A matrix is considered **invertible** if there is another matrix that, when multiplied together, results in the identity matrix. To check if a matrix is invertible, we calculate its determinant. If the determinant is zero, the matrix is not invertible. This means it cannot be "reversed" to return the original values when multiplied by another matrix.

For a 2x2 matrix \[\begin{bmatrix} a & b \ c & d \end{bmatrix}\], the determinant is computed using the formula:\[ad - bc\].
For our specific matrix, \[D=\begin{bmatrix} -3 & 6 \ -4 & 8 \end{bmatrix}\], the determinant calculation was:

• \((-3)(8) = -24\)
• \((6)(-4) = -24\)

Their sum is zero, confirming that **Matrix D is not invertible**.

A **homogeneous system** of equations is a system where all the constants on the right-hand side of the equations are zero. Mathematically, it is represented as:\[AX = \mathbf{0}\] where \(A\) is a matrix and \(X\) is a vector.

In the exercise, we dealt with the system:

• \(-3x_1 + 6x_2 = 0\)
• \(-4x_1 + 8x_2 = 0\)

This setup often arises when you need to find out if the solution to such a system is just the trivial solution (where every variable is zero), or if there are more (non-trivial) solutions. Because invertibility of the coefficient matrix affects the type of solutions, it's essential to calculate it first. In this case, since the determinant is zero, the system potentially has non-trivial solutions. This happens because the rows of the matrix are not independent, as evidenced by the multiplication factor between the two equations.

When discussing linear systems, a **non-trivial solution** is any solution other than the zero solution. For homogeneous systems, zero (the trivial solution) is always a solution, which arises from setting all variables to zero.

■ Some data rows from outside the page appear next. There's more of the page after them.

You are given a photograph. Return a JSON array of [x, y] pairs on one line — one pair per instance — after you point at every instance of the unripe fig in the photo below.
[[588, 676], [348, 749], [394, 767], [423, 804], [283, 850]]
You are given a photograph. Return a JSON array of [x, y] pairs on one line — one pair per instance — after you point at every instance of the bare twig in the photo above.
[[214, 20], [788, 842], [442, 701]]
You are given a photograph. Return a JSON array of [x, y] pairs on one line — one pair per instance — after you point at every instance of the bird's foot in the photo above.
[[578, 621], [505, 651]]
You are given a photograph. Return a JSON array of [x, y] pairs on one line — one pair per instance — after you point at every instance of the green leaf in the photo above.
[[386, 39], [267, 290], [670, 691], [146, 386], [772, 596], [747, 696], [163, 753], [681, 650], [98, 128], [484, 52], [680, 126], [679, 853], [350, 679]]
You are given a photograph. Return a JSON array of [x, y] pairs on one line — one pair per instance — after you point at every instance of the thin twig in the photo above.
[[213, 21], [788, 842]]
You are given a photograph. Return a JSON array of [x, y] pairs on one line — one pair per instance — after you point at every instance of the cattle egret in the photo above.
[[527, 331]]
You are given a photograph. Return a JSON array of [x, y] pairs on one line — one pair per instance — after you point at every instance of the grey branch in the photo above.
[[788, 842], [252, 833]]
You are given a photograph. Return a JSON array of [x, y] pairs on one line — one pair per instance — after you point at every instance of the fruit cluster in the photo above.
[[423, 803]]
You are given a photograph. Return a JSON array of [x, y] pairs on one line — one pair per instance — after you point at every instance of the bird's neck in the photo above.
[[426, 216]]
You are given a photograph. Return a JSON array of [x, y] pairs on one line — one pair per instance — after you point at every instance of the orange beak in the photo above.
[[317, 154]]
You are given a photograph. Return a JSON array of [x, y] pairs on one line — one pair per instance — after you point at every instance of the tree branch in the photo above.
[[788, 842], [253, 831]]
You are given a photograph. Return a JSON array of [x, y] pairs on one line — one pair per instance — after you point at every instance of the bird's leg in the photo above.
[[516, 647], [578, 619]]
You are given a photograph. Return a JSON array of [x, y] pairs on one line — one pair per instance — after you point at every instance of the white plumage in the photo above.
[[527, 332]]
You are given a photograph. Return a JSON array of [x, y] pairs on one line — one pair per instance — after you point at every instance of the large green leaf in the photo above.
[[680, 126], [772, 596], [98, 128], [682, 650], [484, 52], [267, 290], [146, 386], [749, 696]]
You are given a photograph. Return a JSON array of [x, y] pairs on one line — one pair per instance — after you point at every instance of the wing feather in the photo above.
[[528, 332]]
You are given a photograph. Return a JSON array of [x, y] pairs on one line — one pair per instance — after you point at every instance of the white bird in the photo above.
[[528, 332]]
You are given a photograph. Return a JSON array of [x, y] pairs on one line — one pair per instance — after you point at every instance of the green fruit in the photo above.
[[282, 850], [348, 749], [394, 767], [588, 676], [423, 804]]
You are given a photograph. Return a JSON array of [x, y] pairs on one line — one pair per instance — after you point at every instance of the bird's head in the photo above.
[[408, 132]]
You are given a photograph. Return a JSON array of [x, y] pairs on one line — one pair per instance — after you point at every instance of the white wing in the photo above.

Finding non-trivial solutions requires that the matrix associated with the system has rows (or columns) that are linearly dependent, meaning one is a multiple of another. This is what we encountered with our matrix \(D\).

To find these solutions, express one variable in terms of another. Taking the equation \(-3x_1 + 6x_2 = 0\), solve for \(x_1\) in terms of \(x_2\):

• \(x_1 = 2x_2\)

By letting \(x_2 = t\) (where \(t\) is any real number), the solutions form:

• \(x_1 = 2t\)

The solutions thus form a family represented by:\[X = t \begin{bmatrix} 2 \ 1 \end{bmatrix}\]This means any vector that scales by \(2\) in the first dimension and by \(1\) in the second dimension is a valid, non-trivial solution, highlighting the dependency of rows in the matrix.